Of course, content is essential – as clarity about the gospel and engagement with God through Scripture are what supply the power for all real life change. But as we make disciples we need to “dethrone content,” and leverage Bible studies and books in service to our transformational outcomes. Content needs to “flavor” our meetings, not govern them. Resources need to take their proper place as nourishment for Christian growth – like healthy food for an athlete. It shouldn’t always be about the Golden Corral buffet – most of the time what we need is simple, healthy, natural food. In the same way, most of the time as followers of Jesus we don’t need in depth systematic theology discussions. Mostly we need strength and guidance for each day in terms of what to focus on now.
The first three pillars of an I.D.E. are the life-transforming water of discipleship. Outcomes, pursued with spiritual habits, infused with gospel content will bring transformation of character and calling. But the next two pillars serve as the container in which the first three can have the greatest potential for impact.
4. Community Forged
Disciplemaking is a family project not a lone ranger assignment. A helpful definition of church is “an extended spiritual family.” If we are ever going to see a disciplemaking movement in the U.S. we need to shift our understanding of the church from the place that Christians gather to the Christians gathered in any place. We need to change the language from “going to church” (meaning a building or program) to “we are the church” (an identity as the family of God on His mission together).
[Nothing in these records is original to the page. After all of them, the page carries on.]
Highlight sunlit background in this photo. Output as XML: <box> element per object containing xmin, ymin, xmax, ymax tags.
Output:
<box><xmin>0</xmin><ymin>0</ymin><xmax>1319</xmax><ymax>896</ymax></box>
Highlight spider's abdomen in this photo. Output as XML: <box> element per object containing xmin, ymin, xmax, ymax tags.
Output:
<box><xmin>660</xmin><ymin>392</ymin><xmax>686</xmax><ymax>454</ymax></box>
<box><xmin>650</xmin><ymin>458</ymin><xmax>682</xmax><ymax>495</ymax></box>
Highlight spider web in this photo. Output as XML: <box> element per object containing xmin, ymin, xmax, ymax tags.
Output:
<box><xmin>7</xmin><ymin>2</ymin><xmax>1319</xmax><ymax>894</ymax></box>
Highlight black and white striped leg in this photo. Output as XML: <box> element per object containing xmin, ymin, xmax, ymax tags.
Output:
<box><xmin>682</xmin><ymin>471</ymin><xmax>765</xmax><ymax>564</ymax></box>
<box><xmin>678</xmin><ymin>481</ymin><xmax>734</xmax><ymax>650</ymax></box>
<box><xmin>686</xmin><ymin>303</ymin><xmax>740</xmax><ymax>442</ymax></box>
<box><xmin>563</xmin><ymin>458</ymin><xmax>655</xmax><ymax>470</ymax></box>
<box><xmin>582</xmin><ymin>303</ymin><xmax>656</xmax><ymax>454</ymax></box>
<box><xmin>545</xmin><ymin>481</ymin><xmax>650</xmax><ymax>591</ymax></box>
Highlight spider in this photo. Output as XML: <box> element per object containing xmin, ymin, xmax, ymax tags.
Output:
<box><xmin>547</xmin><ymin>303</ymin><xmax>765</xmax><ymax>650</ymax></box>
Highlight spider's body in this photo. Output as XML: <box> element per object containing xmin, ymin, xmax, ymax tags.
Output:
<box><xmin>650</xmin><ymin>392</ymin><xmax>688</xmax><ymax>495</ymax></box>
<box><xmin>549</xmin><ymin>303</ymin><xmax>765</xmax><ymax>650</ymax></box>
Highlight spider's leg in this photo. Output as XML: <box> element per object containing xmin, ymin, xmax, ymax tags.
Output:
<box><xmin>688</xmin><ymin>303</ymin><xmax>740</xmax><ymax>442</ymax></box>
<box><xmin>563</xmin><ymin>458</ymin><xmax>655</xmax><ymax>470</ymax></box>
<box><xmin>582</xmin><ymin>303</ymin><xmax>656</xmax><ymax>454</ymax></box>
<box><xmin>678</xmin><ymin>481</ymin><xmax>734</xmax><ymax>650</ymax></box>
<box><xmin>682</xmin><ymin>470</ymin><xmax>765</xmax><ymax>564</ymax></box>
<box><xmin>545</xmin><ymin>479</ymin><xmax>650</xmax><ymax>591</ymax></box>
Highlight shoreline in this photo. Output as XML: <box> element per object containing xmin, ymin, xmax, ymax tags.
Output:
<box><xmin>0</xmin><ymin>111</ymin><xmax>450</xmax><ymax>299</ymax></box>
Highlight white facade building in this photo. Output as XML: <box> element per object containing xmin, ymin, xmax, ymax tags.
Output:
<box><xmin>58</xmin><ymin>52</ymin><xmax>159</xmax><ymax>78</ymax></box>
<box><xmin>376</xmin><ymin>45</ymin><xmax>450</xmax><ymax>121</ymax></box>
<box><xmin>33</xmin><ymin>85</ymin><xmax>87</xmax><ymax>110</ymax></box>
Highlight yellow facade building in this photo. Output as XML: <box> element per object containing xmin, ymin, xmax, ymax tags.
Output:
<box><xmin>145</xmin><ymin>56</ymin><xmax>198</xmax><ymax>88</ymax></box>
The microchurch and missional community movement has given us models and terminology to make this shift, but we need to discipline ourselves to think and talk intentionally about what the church is (and is not).
As individual followers of Jesus pursue growth in character and calling, the Lord will lead them to specific good works (Eph. 2:10). By triangulating the signals from your Gifts, Passion and Story (GPS – see www.giftpassionstory.com and Find Your Place, Wegner & Phipps) you can discern what God is calling you to do. Obedience means taking the first steps to pursue this missionary assignment, but part of moving into your kingdom ministry must involve finding other believers who share that passion and calling. As you labor together, bringing the salt and light of Jesus where there is darkness and death, you will experience the kind of fellowship that can only take place among those attempting an impossible mission together. And that’s the fifth pillar of the I.D.E.
5. Mission Fixated
The Christian life has three directions – up, in and out. We seek God in worship (up). We love one another in community (in). And we reach out to the lost with the love and truth of Jesus (out). If you and your small group devote yourselves to worship and prayer (up) you will get some community (in) along the way. If you focus on fellowship and personal growth (in), you will get a little prayer (up) to help you. But groups that focus up or in generally don’t ever get to outreach and service (out), except in the token service project once or twice each year.
By contrast, groups that begin with mission (out) get up and in along the way. Every time. Taking on some stronghold of the enemy like poverty or addiction will force you to prayer (up) and will bond you together in relationship with your ministry partners (in). The Fellowship of the Ring is the well named book by J.R.R. Tolkien – but the team of nine came together not for the sake of fellowship. They became a fellowship as they pursued the mission to destroy the ring of power and defeat the darkness of the evil one. Similarly, The Avengers became a family as they fought the bad guys together, trying to save the world.
These are the five ingredients that are necessary to create a culture of disciplemaking. That is what will move the church forward! That is how Oakwood will grow in both numbers and maturity. And that is how the church of Tampa Bay will grow – as we increasingly mobilize every Christ follower to become a reproducing disciplemaker! That kind of movement will spread throughout central Florida and help the church advance all over the world!